Just how the finished flag should be shaped is worth thinking about. I personally tend to like models with furled sails or bare spars. (That’s a personal opinion - and subject to change.) On a model like that the flags, to my eye at least, look best drooping - especially if the model is a full-hull one mounted on pedestals. Einemeink’s Wasa, on the other hand, seems to be experiencing a moderate wind, which is filling the sails. That wind obviously would have a similar effect on the flags. Given that the yards are squared, the wind must be coming from dead astern or nearly so; the flags therefore would be blowing almost straight ahead. (A seventeenth-century ship couldn’t move fast enough to make the flags stream out behind. Note that in that Van de Velde painting, the wind is blowing from the port side and the flags are streaming out to starboard.)

Some time ago I had to do a drawing project that involved showing flags blowing in a breeze, and I quickly found out that drawing a flag in that configuration isn’t as easy as it looks. So I picked a breezy, sunny day and took my digital camera, with the shutter speed set high, over to the campus library, which has a nice big flag on the pole in front of it. I got some curious looks from people who couldn’t imagine why I was snapping dozens of pictures of that flag waving in the breeze, but when I was done I had a useful collection of pictures showing the configurations real flags get into. (Some of those shapes were a little surprising.)

Too long as usual, but I hope it helps a little. That fine model really deserves some nice flags. Good luck.

Later edit: I must have been typing this post when warshipguy’s and einemeink’s went up. Looks like einemeink thought of the same idea I did.

I have one question. Is there a reason for not painting the hull below the waterline in a tallow color? I’m not intending an implied criticism but rather that I’m curious.

Bill Morrison

I hope enemeink will forgive me if I answer that last one - because I think the subject is interesting. The researchers in Stockholm recently completed a thorough study of the paint on the Wasa. (That’s the same project that blew away the old assumption that the carvings were all gold-leafed on a blue background.) Their conclusion regarding the hull was that the entire external surface of it (below the red-painted parts) was simply coated with tar. There was no indication that anything resembling a “waterline” had ever been marked on it.

All that gentleman’s commentary was included in a letter from him that was quoted in Ships in Scale magazine a year or so ago. I’m sorry I can’t lay hands on it at the moment; it was extremely interesting.

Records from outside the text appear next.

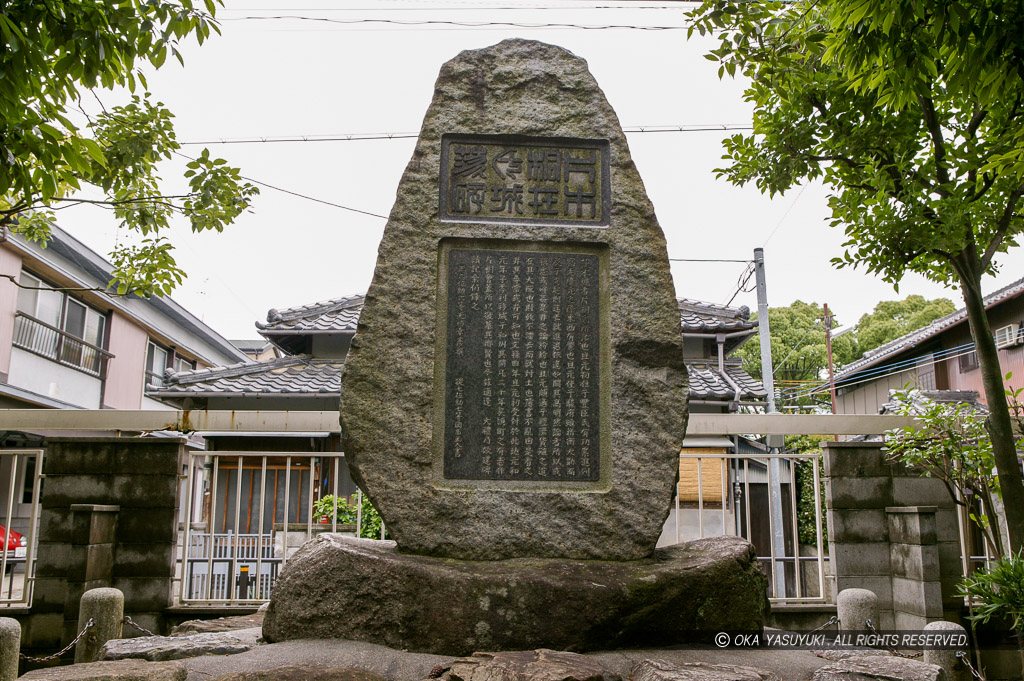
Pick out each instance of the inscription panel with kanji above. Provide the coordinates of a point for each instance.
(522, 365)
(524, 180)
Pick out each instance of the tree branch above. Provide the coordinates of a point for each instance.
(939, 144)
(1001, 226)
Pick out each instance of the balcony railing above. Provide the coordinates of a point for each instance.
(42, 339)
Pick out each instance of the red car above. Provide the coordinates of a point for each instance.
(15, 545)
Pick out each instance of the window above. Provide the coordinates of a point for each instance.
(157, 359)
(969, 362)
(57, 326)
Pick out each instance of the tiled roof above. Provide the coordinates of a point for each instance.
(698, 316)
(337, 314)
(707, 382)
(292, 375)
(913, 338)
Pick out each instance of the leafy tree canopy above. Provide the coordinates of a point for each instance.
(798, 347)
(892, 318)
(911, 112)
(53, 53)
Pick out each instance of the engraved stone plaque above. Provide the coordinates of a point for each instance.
(516, 386)
(522, 372)
(528, 180)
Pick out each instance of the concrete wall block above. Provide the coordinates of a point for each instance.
(49, 595)
(861, 493)
(99, 562)
(858, 525)
(856, 462)
(915, 562)
(916, 491)
(126, 491)
(55, 524)
(148, 525)
(861, 559)
(949, 559)
(908, 622)
(42, 630)
(910, 527)
(62, 491)
(96, 456)
(102, 526)
(144, 560)
(946, 525)
(144, 594)
(56, 559)
(915, 597)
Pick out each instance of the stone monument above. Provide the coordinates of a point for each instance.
(515, 392)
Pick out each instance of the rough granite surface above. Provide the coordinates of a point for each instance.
(339, 587)
(118, 670)
(388, 392)
(542, 665)
(880, 668)
(653, 670)
(178, 647)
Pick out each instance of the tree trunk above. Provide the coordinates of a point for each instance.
(998, 423)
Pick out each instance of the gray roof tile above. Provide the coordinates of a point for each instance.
(699, 316)
(707, 382)
(292, 375)
(913, 338)
(337, 314)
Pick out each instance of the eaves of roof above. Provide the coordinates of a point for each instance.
(914, 338)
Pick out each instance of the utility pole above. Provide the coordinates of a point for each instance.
(832, 373)
(774, 464)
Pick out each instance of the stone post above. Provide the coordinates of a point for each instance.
(861, 488)
(947, 658)
(109, 518)
(107, 609)
(10, 646)
(914, 559)
(855, 607)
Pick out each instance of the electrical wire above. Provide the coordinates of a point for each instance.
(822, 387)
(296, 194)
(360, 136)
(458, 25)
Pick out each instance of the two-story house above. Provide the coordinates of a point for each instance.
(937, 357)
(66, 342)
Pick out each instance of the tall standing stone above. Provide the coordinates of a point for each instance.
(516, 384)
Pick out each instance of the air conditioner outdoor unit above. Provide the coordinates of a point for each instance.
(1007, 336)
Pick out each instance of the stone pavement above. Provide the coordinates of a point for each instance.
(401, 666)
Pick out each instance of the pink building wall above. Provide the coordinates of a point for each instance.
(10, 263)
(126, 372)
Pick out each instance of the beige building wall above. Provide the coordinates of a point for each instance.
(711, 465)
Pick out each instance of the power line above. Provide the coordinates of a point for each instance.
(296, 194)
(360, 136)
(458, 25)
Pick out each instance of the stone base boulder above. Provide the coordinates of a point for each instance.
(652, 670)
(156, 648)
(119, 670)
(338, 587)
(540, 665)
(881, 668)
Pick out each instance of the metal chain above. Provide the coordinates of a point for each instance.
(89, 625)
(966, 658)
(832, 621)
(131, 623)
(867, 623)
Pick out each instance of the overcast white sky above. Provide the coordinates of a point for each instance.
(278, 77)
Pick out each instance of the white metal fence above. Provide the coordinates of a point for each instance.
(22, 470)
(756, 496)
(246, 513)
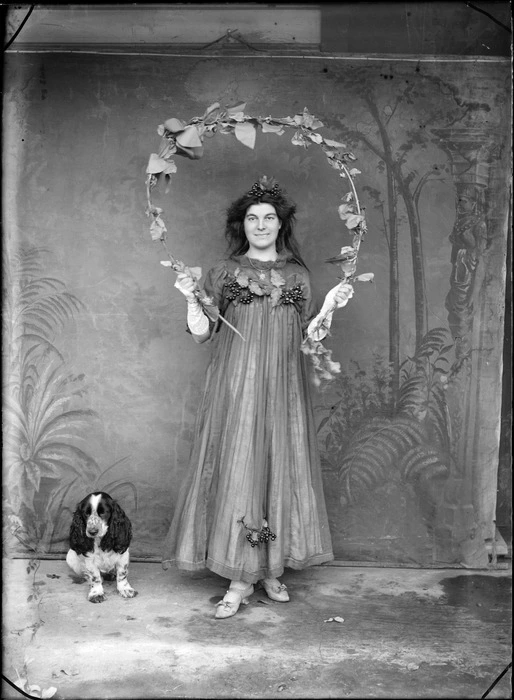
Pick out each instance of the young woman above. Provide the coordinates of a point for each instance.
(252, 502)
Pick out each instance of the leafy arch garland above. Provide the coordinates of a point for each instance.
(179, 138)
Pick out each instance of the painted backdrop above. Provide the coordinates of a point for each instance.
(101, 380)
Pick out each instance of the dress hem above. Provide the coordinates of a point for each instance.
(246, 576)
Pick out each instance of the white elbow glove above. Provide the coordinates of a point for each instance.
(336, 298)
(197, 321)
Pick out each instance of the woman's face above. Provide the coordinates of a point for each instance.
(261, 226)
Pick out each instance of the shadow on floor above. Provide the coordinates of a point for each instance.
(407, 633)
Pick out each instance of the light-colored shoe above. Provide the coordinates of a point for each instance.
(231, 602)
(275, 590)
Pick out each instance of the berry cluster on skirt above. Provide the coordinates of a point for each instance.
(262, 536)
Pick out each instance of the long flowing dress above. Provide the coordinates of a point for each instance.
(252, 500)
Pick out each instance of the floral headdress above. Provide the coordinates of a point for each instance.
(264, 186)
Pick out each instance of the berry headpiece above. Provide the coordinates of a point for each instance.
(264, 186)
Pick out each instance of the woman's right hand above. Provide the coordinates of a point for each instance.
(185, 284)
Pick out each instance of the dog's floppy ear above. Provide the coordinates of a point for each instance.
(119, 534)
(79, 541)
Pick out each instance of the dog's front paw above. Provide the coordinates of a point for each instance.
(127, 593)
(97, 598)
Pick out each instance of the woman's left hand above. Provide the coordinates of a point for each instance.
(343, 293)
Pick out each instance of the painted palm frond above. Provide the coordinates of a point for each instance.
(374, 453)
(44, 420)
(424, 382)
(423, 462)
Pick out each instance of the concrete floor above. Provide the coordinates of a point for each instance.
(407, 633)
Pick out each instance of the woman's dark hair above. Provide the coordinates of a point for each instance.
(285, 210)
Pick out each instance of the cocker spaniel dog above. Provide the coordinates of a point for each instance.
(100, 535)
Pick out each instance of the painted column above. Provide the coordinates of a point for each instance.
(475, 304)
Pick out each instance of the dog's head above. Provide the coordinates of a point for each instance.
(100, 517)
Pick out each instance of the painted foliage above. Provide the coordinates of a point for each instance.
(99, 370)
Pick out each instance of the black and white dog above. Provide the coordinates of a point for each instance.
(100, 536)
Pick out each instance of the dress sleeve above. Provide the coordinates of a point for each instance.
(214, 283)
(310, 306)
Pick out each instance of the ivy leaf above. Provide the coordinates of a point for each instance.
(246, 133)
(214, 107)
(317, 138)
(365, 277)
(174, 125)
(334, 144)
(345, 210)
(157, 228)
(190, 138)
(236, 108)
(272, 128)
(353, 220)
(225, 128)
(156, 164)
(196, 272)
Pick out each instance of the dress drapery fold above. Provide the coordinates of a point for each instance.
(254, 456)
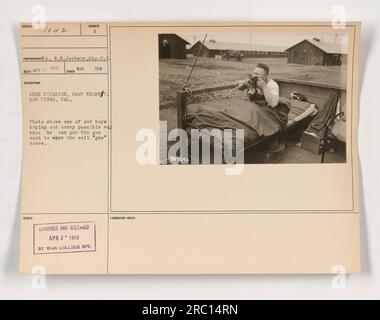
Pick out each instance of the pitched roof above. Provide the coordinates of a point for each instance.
(219, 45)
(176, 35)
(326, 47)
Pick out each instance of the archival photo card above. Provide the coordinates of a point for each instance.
(253, 97)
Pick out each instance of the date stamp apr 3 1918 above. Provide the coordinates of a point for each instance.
(64, 237)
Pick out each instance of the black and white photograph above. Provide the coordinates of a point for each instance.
(253, 98)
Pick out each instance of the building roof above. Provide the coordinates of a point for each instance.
(176, 35)
(326, 47)
(219, 45)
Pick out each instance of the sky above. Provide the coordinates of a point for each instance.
(267, 38)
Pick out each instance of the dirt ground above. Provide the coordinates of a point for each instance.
(212, 72)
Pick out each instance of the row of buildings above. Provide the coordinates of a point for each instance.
(308, 52)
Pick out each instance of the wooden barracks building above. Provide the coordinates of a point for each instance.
(318, 53)
(171, 46)
(213, 49)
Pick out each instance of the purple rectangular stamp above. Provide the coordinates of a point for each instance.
(64, 237)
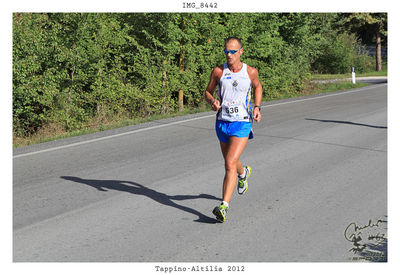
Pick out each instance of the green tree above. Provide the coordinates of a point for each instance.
(375, 23)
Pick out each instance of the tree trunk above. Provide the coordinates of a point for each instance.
(378, 49)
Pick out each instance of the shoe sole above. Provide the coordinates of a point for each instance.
(248, 176)
(219, 216)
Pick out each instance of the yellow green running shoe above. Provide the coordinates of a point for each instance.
(220, 212)
(243, 185)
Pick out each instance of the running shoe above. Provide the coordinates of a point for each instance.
(243, 185)
(220, 212)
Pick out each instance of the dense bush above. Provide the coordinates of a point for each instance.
(71, 68)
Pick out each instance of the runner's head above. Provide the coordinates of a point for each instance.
(233, 50)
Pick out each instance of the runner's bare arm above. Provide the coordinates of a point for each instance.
(253, 74)
(214, 79)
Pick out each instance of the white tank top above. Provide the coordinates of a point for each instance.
(234, 91)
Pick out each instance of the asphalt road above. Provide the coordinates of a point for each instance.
(145, 193)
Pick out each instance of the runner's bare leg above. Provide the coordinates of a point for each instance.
(232, 152)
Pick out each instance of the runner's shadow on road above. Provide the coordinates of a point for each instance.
(138, 189)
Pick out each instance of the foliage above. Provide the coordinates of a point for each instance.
(70, 69)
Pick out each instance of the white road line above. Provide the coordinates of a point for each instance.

According to the folks from our university who went over there and did research on the ship last December, that tar on the external surfaces was the source of a more-or-less false alarm that scared a lot of people last year. Some sort of chemical compound seems to be leeching out of the hull timbers, and the conservators thought it was related to the polyethelene glycol (PEG) that had been applied back in the 1960s. It turned out, as I understand it, to be related somehow to the old tar coating from the seventeenth century. The conservators now, as I understand it, have the problem under control.

I don’t think anybody can be exactly sure just what shade of brown the hull originally was, but einemeink’s certainly looks believable to me.

Thanks jtilley,

I did a lot of research on the Wasa way before I started the build on this. I actually did a large amount while I was building the Revell-Germany Victory. There are some great links in this thread that have loads of research. I also could not find anything suggesting that a waterline was ever added. Also almost every illustration that I have seen does not have a tarred waterline.

Gentlemen,

Thank you so much for clarifying that for me! I really appreciate it. Your responses are what makes this forum so valuable.

Bill Morrison

thanks for the discussions. it what makes these forums fun and the builds that much more enjoyable.